Out-Law / Your Daily Need-To-Know

European Parliament backs new EU rules on network and information security

Out-Law News | 17 Mar 2014 | 2:53 pm | 2 min. read

UPDATED: The European Parliament has voted in support of new EU rules on network and information security (NIS).

The NIS Directive was first proposed last year by the European Commission with the aim of ensuring operators of critical national infrastructure meet appropriate IT security standards, share information about threats, and report certain incidents they encounter where that security has been breached.

However, the Directive has been subject to amendment by various committees of MEPs since it was first introduced. The version approved in the parliament vote was the most recent one as amended by the Internal Market and Consumer Protection (IMCO) Committee, a spokesperson told Out-Law.com.

The IMCO Committee has led the Parliament's scrutiny of the NIS Directive proposals and published a report recommending changes to the Commission's original draft last month.

The IMCO Committee proposed changes to the scope of the NIS Directive.

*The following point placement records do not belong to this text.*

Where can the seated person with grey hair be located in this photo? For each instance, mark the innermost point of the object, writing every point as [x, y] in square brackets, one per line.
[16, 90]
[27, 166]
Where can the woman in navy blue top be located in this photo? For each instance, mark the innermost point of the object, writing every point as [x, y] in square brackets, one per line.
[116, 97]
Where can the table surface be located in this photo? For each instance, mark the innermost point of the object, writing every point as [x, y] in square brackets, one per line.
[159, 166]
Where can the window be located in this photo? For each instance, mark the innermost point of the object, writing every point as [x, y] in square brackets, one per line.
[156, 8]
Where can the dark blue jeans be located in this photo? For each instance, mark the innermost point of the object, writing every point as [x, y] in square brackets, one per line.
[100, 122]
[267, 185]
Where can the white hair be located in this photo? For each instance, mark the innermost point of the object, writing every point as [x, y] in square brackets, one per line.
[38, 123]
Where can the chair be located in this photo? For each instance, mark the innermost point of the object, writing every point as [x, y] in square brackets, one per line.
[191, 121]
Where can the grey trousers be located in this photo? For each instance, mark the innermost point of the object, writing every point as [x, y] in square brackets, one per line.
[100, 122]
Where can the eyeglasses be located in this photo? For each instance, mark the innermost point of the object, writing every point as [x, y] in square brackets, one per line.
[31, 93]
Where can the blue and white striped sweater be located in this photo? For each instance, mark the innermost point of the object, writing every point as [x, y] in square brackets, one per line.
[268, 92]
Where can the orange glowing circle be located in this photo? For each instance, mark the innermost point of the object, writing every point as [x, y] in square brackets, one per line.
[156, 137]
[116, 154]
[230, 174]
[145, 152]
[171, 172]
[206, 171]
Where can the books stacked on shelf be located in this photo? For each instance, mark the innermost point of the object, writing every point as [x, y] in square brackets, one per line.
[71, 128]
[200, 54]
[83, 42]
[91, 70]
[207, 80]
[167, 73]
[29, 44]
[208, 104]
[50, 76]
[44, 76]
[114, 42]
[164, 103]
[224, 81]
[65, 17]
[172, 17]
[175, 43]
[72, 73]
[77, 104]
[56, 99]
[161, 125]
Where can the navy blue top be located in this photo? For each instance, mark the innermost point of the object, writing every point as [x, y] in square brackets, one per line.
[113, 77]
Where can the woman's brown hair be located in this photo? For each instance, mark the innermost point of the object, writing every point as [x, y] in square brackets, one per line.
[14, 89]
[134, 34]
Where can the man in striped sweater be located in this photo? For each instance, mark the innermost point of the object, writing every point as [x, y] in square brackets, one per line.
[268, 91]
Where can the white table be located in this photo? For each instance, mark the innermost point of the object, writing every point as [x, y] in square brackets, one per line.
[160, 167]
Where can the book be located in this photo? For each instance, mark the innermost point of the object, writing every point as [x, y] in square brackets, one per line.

The Commission intended the new rules to apply to 'public administrations' and 'market operators', such as those that operate in the banking sector, telecoms companies, energy suppliers and e-commerce platforms.

However, the IMCO Committee proposed excluding public administrations and revising the definition and list of 'market operators' to also exclude websites and other providers of 'information society services' and bring operators of infrastructure that "are essential for the maintenance of vital economic and societal activities" in the fields of financial market infrastructures, internet exchange points and food supply chains into scope of the regime.

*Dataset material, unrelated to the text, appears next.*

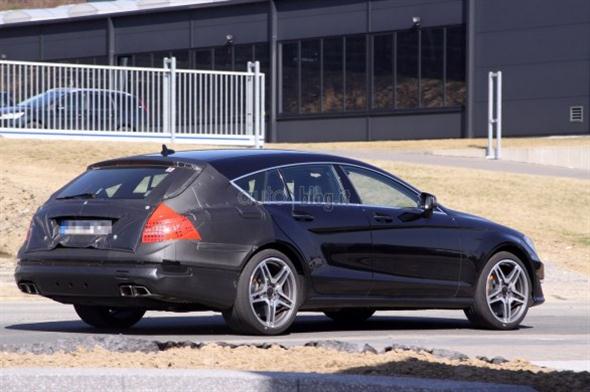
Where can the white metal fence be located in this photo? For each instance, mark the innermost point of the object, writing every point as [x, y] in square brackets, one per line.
[50, 100]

The IMCO Committee amendments were also aimed at clarifying other aspects of the Commission's proposals. The Commission said that organisations subject to the NIS Directive should have to report "incidents having a significant impact on the security of the core services they provide" to regulators. The IMCO Committee set out a definition of what should be meant by an 'incident having a significant impact’. The definition proposed said: "an incident affecting the security and continuity of an information network or system that leads to the major disruption of vital economic or societal functions".

The IMCO Committee also suggested new provisions which would allow individual EU member states the freedom to determine the "criticality" of each 'market operator' subject to the regime, in reference to a number of factors. It said that the purpose of the new proposals was to allow the security audits businesses would have to open themselves up to under the Directive to be "adapted to the specific level of criticality of the market operator".

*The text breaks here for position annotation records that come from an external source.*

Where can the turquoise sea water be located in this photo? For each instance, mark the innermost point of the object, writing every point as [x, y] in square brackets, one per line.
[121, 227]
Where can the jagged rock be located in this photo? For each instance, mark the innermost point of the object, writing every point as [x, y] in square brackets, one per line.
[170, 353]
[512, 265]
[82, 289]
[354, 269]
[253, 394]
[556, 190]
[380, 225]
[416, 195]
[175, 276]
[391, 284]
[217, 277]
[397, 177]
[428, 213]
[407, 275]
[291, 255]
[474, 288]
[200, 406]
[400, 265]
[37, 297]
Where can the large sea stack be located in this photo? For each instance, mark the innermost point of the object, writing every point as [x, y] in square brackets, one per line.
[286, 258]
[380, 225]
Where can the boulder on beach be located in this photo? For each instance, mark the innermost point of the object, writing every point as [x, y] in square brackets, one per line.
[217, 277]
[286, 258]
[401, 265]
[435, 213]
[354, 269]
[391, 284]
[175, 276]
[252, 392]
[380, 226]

In addition, whilst member states would have the power to impose sanctions against organisations that fail to meet their security obligations under the new Directive, the IMCO Committee has proposed that those sanctions should only be able to be served where the organisations intentionally fall short of the standards required or do so because they have acted with gross negligence.

The text supported by the European Parliament would need the backing of the EU's Council of Ministers before it could be introduced into law.

Editor’s note 21/03/14: the story was altered to confirm which version of the proposals was approved by the parliament.